Further, detection of Fucα1-2Galβ1-3GlcNAc/GalNAc in the sera of patients with various types of cancers after surgery to remove the cancer. (preoperative in patient ID: 150424006881 alone) was performed in the same manner. As a control, a buffer solution (PBS) was used.

As a result, in the sera of the patients with extrahepatic bile duct cancer, stomach cancer, esophagus cancer and large intestine cancer (colon cancer, rectal cancer), high signals were detected. The results of a large intestine cancer patient are shown in FIG. 38. In the figure, “PBS” on the horizontal axis indicates absorbance of a control, numbers indicate patient ID Nos. Although clinical findings of patients with large intestine cancer are not identical, significant signals were still detected in many of the postoperative patients.

Sequence Free Text

SEQ ID No: 1: Amino acid sequence of BC2LCN.

SEQ ID No: 2: Amino acid sequence of BC2LCN-ETA (PE23).

SEQ ID No: 3: Amino acid sequence of cell killing domain (Domain I to III: PE38) derived from pseudomonas exotoxin A.

SEQ ID No: 4: Spacer sequence.

SEQ ID No: 5: Spacer sequence.

SEQ ID No: 6: ER retention signal sequence.

Claims

1-23. (canceled)

24. A method for treating a cancer, comprising a step of administrating a lectin-toxin fusion, in which a lectin having binding activity to Fucα1-2Galβ1-3GlcNAc (H type 1 sugar chain) and/or Fucα1-2Galβ1-3GalNAc (H type 3 sugar chain) is fused with a substance which can exhibit cytotoxicity in cells, to a subject affected with a cancer.

25. The method for treating a cancer according to claim 24, wherein the lectin is BC2LCN lectin.

26. The method for treating a cancer according to claim 24, wherein the cancer is digestive-system epithelial cancer or breast cancer.

27. The method for treating a cancer according to claim 24, wherein the subject has past treatment by chemotherapy.

28. The method for treating a cancer according to claim 24, wherein the substance which can exhibit cytotoxicity in cells is a toxic protein or a domain thereof having an ability to kill cells.

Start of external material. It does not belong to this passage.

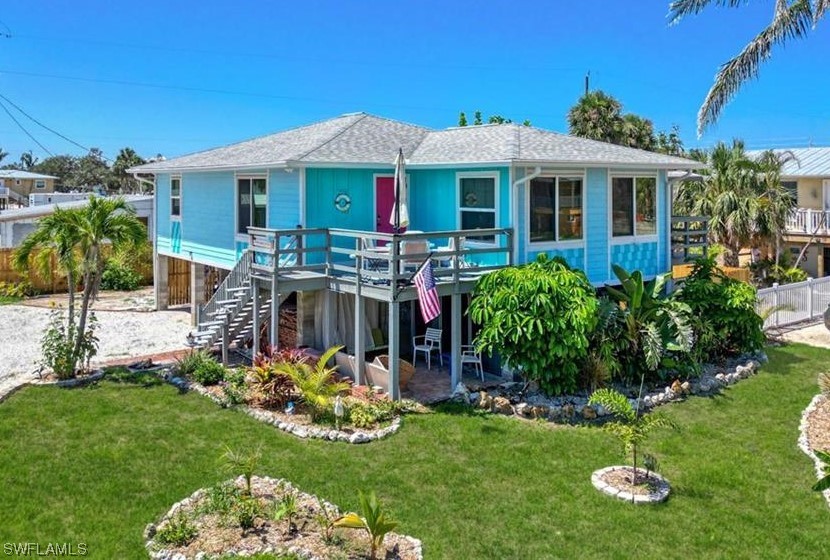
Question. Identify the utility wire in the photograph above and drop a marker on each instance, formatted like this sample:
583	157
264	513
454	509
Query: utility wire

29. The method for treating a cancer according to claim 24, wherein the substance which can exhibit cytotoxicity in cells is a cell killing domain derived from pseudomonas exotoxin A.

30. The method for treating a cancer according to claim 29, wherein the cell killing domain is Domain I-III (PE38) derived from pseudomonas exotoxin A represented by SEQ ID No: 3.

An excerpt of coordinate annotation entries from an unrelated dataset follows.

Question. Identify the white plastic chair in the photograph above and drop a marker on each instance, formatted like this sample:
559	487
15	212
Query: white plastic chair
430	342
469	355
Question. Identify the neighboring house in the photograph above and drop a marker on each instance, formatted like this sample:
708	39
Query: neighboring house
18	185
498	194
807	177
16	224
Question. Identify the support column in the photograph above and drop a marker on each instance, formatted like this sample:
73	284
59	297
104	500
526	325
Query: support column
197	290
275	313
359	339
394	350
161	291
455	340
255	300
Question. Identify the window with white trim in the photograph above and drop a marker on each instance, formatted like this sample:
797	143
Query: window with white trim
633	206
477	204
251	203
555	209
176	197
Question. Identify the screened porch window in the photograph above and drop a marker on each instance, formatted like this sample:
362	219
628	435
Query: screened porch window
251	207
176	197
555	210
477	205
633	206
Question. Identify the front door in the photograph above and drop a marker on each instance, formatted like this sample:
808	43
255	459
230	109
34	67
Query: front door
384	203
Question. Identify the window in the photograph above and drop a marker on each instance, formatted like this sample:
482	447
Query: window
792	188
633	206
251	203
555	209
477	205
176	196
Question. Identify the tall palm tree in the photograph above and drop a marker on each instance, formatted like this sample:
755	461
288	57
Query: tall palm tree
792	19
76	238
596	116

31. A composition for treating a cancer, comprising a lectin-toxin fusion in which a lectin having binding activity to Fucα1-2Galβ1-3GlcNAc (H type 1 sugar chain) and/or Fucα1-2Galβ1-3GalNAc (H type 3 sugar chain) is fused with a substance which can exhibit cytotoxicity in cells.

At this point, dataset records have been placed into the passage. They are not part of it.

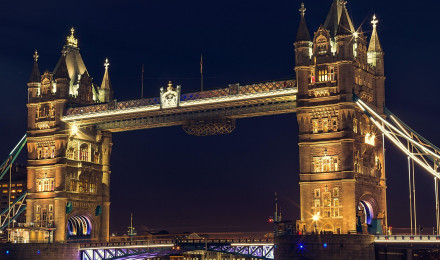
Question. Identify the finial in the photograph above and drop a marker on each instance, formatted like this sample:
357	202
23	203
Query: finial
374	21
36	56
302	10
71	40
342	3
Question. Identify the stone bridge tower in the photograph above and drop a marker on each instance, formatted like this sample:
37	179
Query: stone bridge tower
68	168
342	175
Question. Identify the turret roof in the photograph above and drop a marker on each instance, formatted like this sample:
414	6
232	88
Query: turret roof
303	33
345	27
374	41
334	16
35	74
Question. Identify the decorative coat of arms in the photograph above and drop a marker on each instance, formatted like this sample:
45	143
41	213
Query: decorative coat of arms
171	97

32. The composition according to claim 31, wherein the lectin is BC2LCN lectin.

33. The composition according to claim 31, wherein the cancer is digestive-system epithelial cancer or breast cancer.

34. The composition according to claim 31, wherein the cancer is drug-resistant cancer.

35. The composition according to claim 31, wherein the substance which can exhibit cytotoxicity in cells is a toxic protein or a domain thereof having an ability to kill cells.

36. The composition according to claim 31, wherein the substance which can exhibit cytotoxicity in cells is a cell killing domain derived from pseudomonas exotoxin A.

37. The composition according to claim 36, wherein the cell killing domain is Domain I-III (PE38) derived from pseudomonas exotoxin A represented by SEQ ID No: 3.

38. The composition according to claim 31, for use together or in combination with a known therapeutic composition applicable to a cancer.